In einer anderen Form der Musiktherapie, der rezeptiven Musiktherapie, bringen die Klient_innen ihre Lieblingsmusik, die eine positive Wirkung auf sie hat, in die Therapie mit. Musik, auch live gespielt von der Therapeutin/vom Therapeuten, wird in Zusammenhang mit Entspannungsübungen eingesetzt.

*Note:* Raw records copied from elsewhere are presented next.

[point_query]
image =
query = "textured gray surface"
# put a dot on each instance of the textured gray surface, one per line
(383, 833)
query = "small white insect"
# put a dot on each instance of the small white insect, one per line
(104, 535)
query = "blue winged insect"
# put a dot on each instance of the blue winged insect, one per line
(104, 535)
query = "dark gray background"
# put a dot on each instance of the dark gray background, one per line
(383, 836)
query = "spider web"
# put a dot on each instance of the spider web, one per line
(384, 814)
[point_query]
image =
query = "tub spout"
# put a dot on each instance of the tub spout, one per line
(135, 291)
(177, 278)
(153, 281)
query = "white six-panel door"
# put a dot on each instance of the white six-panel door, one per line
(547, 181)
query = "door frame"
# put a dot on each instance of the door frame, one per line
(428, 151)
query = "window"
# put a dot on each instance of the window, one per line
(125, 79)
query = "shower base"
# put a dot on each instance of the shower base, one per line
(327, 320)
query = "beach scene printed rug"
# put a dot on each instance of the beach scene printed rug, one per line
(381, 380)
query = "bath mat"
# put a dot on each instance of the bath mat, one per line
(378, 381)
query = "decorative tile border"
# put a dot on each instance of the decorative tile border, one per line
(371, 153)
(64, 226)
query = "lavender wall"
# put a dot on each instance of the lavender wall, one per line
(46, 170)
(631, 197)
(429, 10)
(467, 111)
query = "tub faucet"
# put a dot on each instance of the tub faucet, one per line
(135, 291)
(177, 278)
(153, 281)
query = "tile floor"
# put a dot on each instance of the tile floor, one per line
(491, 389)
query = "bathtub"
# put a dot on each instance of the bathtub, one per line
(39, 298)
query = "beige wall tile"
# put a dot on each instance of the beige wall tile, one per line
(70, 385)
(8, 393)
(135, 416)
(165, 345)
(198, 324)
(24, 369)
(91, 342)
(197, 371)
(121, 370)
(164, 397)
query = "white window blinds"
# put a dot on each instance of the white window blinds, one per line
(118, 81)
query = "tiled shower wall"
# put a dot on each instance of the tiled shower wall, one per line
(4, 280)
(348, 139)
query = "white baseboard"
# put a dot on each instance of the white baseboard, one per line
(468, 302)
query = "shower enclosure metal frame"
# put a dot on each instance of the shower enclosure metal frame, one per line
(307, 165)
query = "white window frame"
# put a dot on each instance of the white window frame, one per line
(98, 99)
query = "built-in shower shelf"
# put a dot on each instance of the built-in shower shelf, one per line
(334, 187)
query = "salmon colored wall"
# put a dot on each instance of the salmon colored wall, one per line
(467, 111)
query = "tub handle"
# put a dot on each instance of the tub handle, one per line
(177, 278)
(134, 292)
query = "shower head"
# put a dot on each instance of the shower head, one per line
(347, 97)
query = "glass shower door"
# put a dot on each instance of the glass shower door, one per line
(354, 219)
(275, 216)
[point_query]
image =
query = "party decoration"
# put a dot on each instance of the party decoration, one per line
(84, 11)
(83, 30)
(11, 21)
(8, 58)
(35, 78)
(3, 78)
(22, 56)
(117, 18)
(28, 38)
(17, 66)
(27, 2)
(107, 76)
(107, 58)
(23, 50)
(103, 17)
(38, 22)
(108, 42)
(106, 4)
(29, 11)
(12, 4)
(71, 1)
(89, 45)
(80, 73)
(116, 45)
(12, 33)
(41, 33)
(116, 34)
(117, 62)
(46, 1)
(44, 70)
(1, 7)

Warum ist Musik therapeutisch so geeignet? „Musik wirkt über das Gehör, welches unser Alarmdetektor ist. Evolutionär ist es darauf ausgerichtet, die drohende Gefahr zu erkennen und einzuordnen“, erklärt Thomas Stegemann. Musik entspannt das „Furchtzentrum“ im Gehirn und aktiviert gleichzeitig das Belohnungssystem. „Daher kann ein Pfeifen im dunklen Wald die Furcht vertreiben“, gibt Thomas Stegemann ein bildliches Beispiel. Das Singen und Summen von Wiegenliedern hat denselben beruhigenden Effekt auf Babys und Kleinkinder. Was genau im Gehirn beim Hören und Spielen von Musik abläuft, hat Thomas Stegemann in seinem jüngsten Buch Was MusiktherapeutInnen über das Gehirn wissen sollten untersucht.
Durch ihre angstlösende Wirkung ist Musik ein ideales Medium, dank dem sich von Angststörungen betroffene Menschen ihrer Angst nähern und so besser mit ihr umgehen können. Der Übermacht der Angst wird mit Musik und Musizieren etwas Klangvolles entgegengestellt, das die Angst schließlich in Mut umwandeln kann.